Taking over from his paternal grandfather in 1517, Carl I—better known as Emperor Carl V—in 1517, did not know how to handle the problem either. Neither did his son and grandson, Philip II, and Philip III. All three frequently referred to it. All three also called on the best available counsel, both ecclesiastic and secular, in an attempt to solve it. Depending on the period, various courses were tried. At one time the Muslims were ordered to live in certain town quarters so they could be better supervised. At others orders were given to disperse them throughout the country in the hope of facilitating their assimilation. Compulsory instruction in the Christian language—in many ways, the equivalent of the present attempt to make immigrants learn German—was tried. So was the forced removal of Muslim children from their parents' home and their education either in Christian households or state-run institutions; the outcome, in 1568, was the uprising of the Alpujarras which took three years to suppress. As it happened, this was just the time when Ottoman power in the Mediterranean peaked. Hence the Spaniards tried to prevent the Moriscos, as they were known, from living in coastal districts lest they would join an invasion of otherwise support the enemy—not an unfounded worry, as it turned out.

As is also happening in modern Europeans states, many of the programs failed.

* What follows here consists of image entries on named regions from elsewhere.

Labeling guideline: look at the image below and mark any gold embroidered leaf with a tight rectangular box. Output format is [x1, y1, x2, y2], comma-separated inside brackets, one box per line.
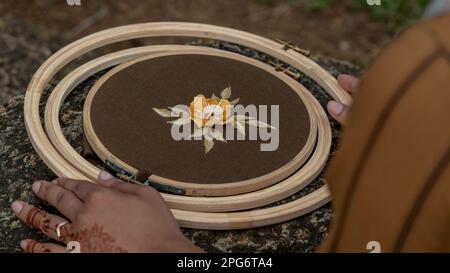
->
[233, 120, 245, 136]
[153, 108, 172, 118]
[210, 130, 227, 142]
[211, 93, 220, 100]
[167, 118, 191, 125]
[169, 107, 189, 118]
[247, 119, 276, 129]
[220, 86, 231, 99]
[203, 139, 214, 154]
[230, 98, 239, 105]
[235, 115, 254, 121]
[191, 128, 204, 139]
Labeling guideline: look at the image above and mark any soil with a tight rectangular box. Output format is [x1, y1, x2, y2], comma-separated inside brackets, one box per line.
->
[0, 0, 390, 64]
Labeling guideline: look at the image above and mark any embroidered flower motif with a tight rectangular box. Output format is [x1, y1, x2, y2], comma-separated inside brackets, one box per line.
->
[153, 87, 276, 153]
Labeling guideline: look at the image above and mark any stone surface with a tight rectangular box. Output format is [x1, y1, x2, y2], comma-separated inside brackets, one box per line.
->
[0, 17, 359, 252]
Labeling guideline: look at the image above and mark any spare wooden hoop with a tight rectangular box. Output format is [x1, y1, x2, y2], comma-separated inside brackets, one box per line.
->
[24, 22, 351, 229]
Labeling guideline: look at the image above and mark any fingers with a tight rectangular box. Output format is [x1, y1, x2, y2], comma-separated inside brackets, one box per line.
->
[98, 171, 144, 194]
[20, 239, 68, 253]
[57, 178, 100, 201]
[32, 181, 83, 220]
[11, 201, 72, 242]
[327, 74, 359, 125]
[327, 100, 350, 125]
[337, 74, 359, 93]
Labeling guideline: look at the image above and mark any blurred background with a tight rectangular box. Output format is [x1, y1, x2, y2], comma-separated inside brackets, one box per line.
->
[0, 0, 429, 105]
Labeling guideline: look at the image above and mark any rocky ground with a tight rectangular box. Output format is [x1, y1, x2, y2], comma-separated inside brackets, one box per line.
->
[0, 18, 359, 252]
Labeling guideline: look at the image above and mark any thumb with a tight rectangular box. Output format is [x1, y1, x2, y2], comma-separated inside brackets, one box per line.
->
[327, 100, 350, 125]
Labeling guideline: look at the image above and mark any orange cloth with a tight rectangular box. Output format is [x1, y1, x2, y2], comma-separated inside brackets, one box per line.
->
[321, 16, 450, 252]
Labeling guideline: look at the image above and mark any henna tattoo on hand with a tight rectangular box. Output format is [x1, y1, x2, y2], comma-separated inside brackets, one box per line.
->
[72, 223, 127, 253]
[27, 208, 50, 234]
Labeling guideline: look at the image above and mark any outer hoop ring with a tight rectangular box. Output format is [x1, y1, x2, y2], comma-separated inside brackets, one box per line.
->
[24, 23, 351, 229]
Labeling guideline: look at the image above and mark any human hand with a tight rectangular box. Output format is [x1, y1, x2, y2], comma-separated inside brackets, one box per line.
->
[11, 172, 201, 253]
[327, 74, 359, 125]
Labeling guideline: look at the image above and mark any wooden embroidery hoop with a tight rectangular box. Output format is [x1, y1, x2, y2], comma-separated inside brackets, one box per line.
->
[83, 49, 319, 196]
[45, 46, 331, 212]
[24, 22, 351, 229]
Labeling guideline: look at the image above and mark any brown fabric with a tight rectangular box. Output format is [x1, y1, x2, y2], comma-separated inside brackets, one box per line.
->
[91, 55, 310, 183]
[322, 16, 450, 252]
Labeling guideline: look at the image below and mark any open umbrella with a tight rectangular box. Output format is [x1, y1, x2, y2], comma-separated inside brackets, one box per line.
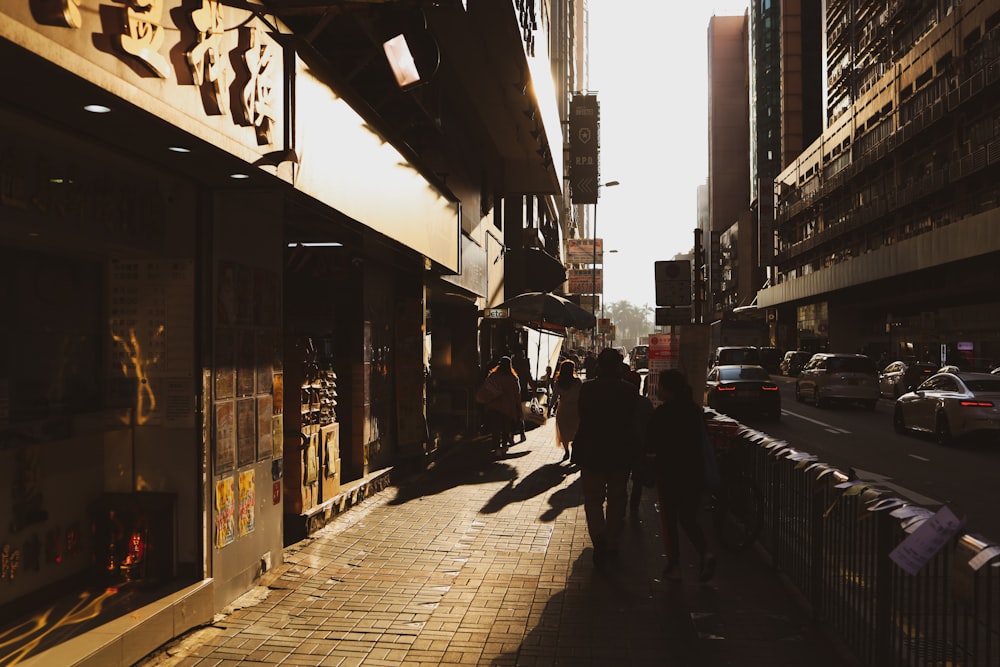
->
[495, 292, 597, 329]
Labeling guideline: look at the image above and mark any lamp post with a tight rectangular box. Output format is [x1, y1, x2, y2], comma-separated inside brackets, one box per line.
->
[590, 181, 621, 352]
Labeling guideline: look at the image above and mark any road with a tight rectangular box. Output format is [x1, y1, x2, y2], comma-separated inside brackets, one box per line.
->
[740, 376, 1000, 541]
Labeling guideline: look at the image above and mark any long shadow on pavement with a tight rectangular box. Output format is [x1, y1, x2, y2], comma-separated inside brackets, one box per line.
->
[388, 438, 517, 505]
[479, 463, 575, 514]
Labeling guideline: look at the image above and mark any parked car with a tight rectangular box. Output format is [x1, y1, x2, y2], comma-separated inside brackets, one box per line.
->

The Moriscos' own resistance was one reason for this. However, there were others: such as insufficient financial means, inadequate enforcement, and corruption on the part of officials who, in return for bribes, preferred to turn a blind eye. Taking over in 1605 Philip IV and his prime minister, Olivares, were forced to the conclusion that no progress was being made and that the problem remained as acute as ever. This in turn led to a desperate decision, namely to expel the population in question. The process was organized district by district and took a number of years to carry out. At times it was extremely barbaric, at times less so. When it was completed in 1613, about 300,000 people had left the country and the history of the Muslims in Spain came to an end almost exactly nine hundred years after it had begun.

As Machiavelli says, defeat is the result of men not having the courage to be either completely good or completely bad. Reports coming out of France suggest that its government has not yet made up its mind on this point, and indeed it may still be too early to decide which course is the most appropriate. Clearly, however, if France and perhaps other European countries as well are to escape civil war one of the two will have to be chosen. And the longer the decision is postponed, the more difficult things will become.